< Correspondance de Voltaire < 1757
Correspondance : année 1757
Garnier (Œuvres complètes de Voltaire, tome 39p. 198-199).

3343. — À M. DE MONCRIF.
À Monrion, 27 mars.

Mon cher confrère, j’ai été enchanté de votre souvenir, et affligé de la bienséance qui empêche le maître[1] du château d’écrire un petit mot ; mais je conçois qu’il aura été excédé de la multitude des lettres inutiles et embarrassantes auxquelles on n’a que des choses vagues à répondre. Il est toujours bon qu’il sache qu’il y a deux espèces de Suisses qui l’aiment de tout leur cœur. Tavernier, qui avait acheté la terre d’Aubonne, à quelques lieues de mon ermitage, interrogé par Louis XIV pourquoi il avait choisi une terre en Suisse, répondit, comme vous savez : Sire, j’ai été bien aise d’avoir quelque chose qui ne fût qu’a moi. Je n’ai pas tant voyagé que Tavernier, mais je finis comme lui.

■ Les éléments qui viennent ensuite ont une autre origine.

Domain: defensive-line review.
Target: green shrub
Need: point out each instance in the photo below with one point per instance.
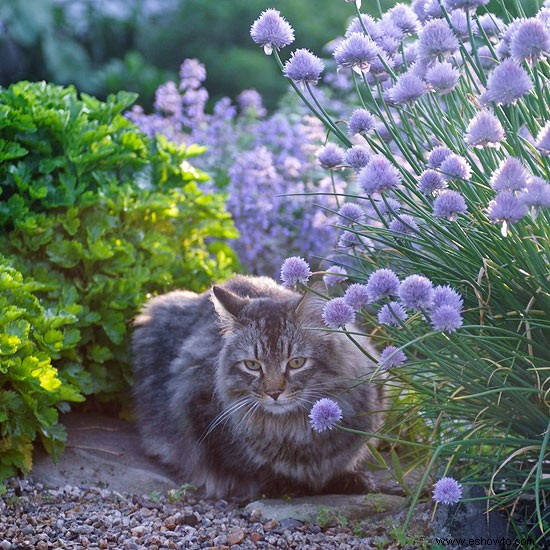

Vous avez donc soixante-neuf ans, mon cher confrère : qui est-ce qui ne les a pas à peu près ? Voici le temps d’être à soi, et d’achever tranquillement sa carrière. C’est une belle chose que la tranquillité ! Oui, mais l’ennui est de sa connaissance et de sa famille. Pour chasser ce vilain parent, j’ai établi un théâtre à Lausanne, où nous jouons Zaïre, Alzire, l’Enfant prodigue, et même des pièces nouvelles. N’allez pas croire que ce soient des pièces et des acteurs suisses : j’ai fait pleurer, moi bonhomme Lusignan, un parterre très-bien choisi ; et je souhaite que les Clairon et les Gaussin jouent comme Mme Denis. Il n’y a dans Lausanne que des familles françaises, des mœurs françaises, du goût français, beaucoup de noblesse, de très-bonnes maisons dans une très-vilaine ville. Nous n’avons de suisse que la cordialité : c’est l’âge d’or avec les agréments du siècle de fer.

Je suis histrion les hivers à Lausanne, et je réussis dans les rôles de vieillard : je suis jardinier au printemps, à mes Délices, près de Genève, dans un climat plus méridional que le vôtre. Je vois de mon lit le lac, le Rhône, et une autre rivière[2]. Avez-vous, mon cher confrère, un plus bel aspect ? Avez-vous des tulipes au mois de mars ? Avec cela, on barbouille de la philosophie et de l’histoire ; on se moque des sottises du genre humain et de la charlatanerie de vos physiciens qui croient avoir mesuré la terres[3], et de ceux qui passent pour des hommes profonds parce qu’ils ont dit qu’on fait des anguilles[4] avec de la pâte aigre.

On plaint ce pauvre genre humain qui s’égorge dans notre continent à propos de quelques arpents de glace en Canada. On est libre comme l’air depuis le matin jusqu’au soir. Mes vergers, et mes vignes, et moi, nous ne devons rien à personne. C’est encore là ce que je voulais, mais je voudrais aussi être moins éloigné de vous ; c’est dommage que le pays de Vaud ne touche pas à la Touraine.

Adieu, Tithon et l’Aurore[5]. Avez-vous gagné vos soixante et neuf ans au métier de Tithon ? Je vous embrasse tendrement.


Le Suisse Voltaire.

  1. Le comte d’Argenson, exilé à son château des Ormes, où Moncrif était alors.
  2. L’Arve.
  3. Maupertuis.
  4. Needham ; voyez tome XXVII, page 159.
  5. Allusion aux vers de Moncrif intitulés le Rajeunissement inutile, ou les Amours de Tithon et de l’Aurore.